Below are the steps to build a model that can classify handwritten digits with an accuracy of more than 95%. While reading this article I suggest you simultaneously try the code in colab notebook. Follow the steps and observe the outputs.

以下是构建模型的步骤,该模型可以以95%以上的精度对手写数字进行分类。 阅读本文时,建议您同时尝试colab笔记本中的代码。 遵循步骤并观察输出。

You can find the complete code on GitHub as well.


1.准备输入数据 (1. Prepare the input data)

Step-1 Import the required libraries


import numpy as npimport kerasfrom keras.datasets import mnistimport matplotlib.pyplot as plt
  • Numpy has many functions that provide support for arrays. An image is nothing but a NumPy array containing pixels of the data points.

    Numpy具有许多对数组提供支持的功能。 图像不过是包含数据点像素的NumPy数组。

  • Keras library has many functions that make it really easy to build models.


  • Matplotlib helps to plot images and visualize results.


Step-2 Load the MNIST dataset


Sample of MNIST dataset containing hand-written digits.

Dataset- This dataset consists of 60,000 28x28 grayscale images of the 10 digits (0–9), along with a test set of 10,000 images[1]. More info can be found at the MNIST homepage.

Dataset-该数据集包括60000个28x28的10个数字(0-9)灰度图像,与测试组10,000张图像[1]的沿。 可以在MNIST主页上找到更多信息。

(x_train, y_train), (x_test, y_test)=mnist.load_data()Downloading data from 11493376/11490434 [==============================] - 0s 0us/step

Step-3 Reshape the input data


#View the shape of loaded datasetx_train.shapex_test.shapey_train.shapex_test.shape

The size of input images is 78x78. But we can pass only flattened arrays in a Deep Neural Network. So let's reshape the images.

输入图像的大小为78x78 。 但是我们只能在深度神经网络中传递扁平化的数组。 因此,让我们重塑图像。

#Reshape the datasetx_test=x_test.reshape(-1,784)x_train=x_train.reshape(-1, 784)

2.建立模型 (2. Build your model)

We will build a Sequential model using Keras layers. In a sequential model output of the previous layer is treated as an input for the next layer.

我们将使用Keras层构建顺序模式 l。 在顺序模型中,将上一层的输出视为下一层的输入。
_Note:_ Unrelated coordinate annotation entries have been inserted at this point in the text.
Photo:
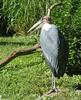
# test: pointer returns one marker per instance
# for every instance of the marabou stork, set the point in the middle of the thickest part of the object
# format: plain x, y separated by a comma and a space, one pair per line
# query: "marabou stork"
54, 46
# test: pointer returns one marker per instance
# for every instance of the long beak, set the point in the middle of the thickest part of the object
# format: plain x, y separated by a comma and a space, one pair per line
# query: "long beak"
35, 27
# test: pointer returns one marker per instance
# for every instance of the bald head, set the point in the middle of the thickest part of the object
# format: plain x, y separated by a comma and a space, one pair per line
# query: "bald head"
46, 19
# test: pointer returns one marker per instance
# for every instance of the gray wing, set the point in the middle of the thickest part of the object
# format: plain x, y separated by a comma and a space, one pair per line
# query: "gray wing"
53, 49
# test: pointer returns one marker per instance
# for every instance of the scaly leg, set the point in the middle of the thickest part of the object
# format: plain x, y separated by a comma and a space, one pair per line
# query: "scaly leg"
54, 89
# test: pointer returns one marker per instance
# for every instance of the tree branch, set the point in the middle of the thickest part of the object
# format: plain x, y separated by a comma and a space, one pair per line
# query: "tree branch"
51, 7
17, 53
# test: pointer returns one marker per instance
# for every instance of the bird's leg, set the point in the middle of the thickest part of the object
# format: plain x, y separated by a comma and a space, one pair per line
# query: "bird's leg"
53, 89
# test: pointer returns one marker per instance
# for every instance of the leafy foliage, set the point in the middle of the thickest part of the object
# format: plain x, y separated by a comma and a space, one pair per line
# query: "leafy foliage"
29, 77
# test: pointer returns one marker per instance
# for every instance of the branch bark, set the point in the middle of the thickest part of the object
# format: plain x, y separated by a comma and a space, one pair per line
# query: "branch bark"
17, 53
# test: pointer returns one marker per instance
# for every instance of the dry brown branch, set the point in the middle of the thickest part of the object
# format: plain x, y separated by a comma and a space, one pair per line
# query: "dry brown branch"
17, 53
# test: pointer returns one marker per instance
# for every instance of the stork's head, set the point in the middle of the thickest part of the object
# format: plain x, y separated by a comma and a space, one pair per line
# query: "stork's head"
42, 21
39, 24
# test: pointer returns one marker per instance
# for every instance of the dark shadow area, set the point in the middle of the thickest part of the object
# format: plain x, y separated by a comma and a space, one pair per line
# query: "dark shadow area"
73, 71
5, 31
16, 43
77, 87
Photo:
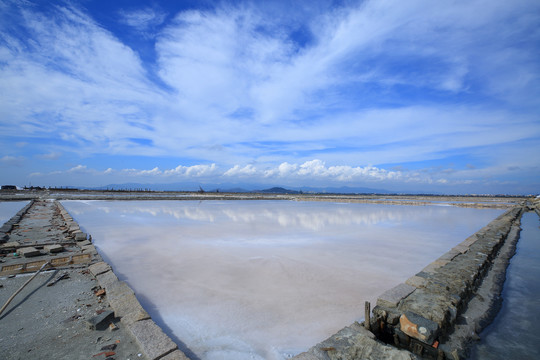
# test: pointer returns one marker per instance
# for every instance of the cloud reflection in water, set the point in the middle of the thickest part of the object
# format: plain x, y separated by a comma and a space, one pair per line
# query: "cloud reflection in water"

Step-4 Import the libraries required to build a model


from keras.models import Sequentialfrom keras.layers import Dense
  • For building a sequential model we import Sequential class from keras.models.


  • We import Dense class to add dense layers in our network. In a dense layer, each neuron of a layer is connected to all the neurons of the next layer. In simple words, a dense layer is a fully connected layer.我们导入Dense类以在网络中添加密集层。 在密集层中,一层的每个神经元都连接到下一层的所有神经元。 简而言之,致密层是完全连接的层。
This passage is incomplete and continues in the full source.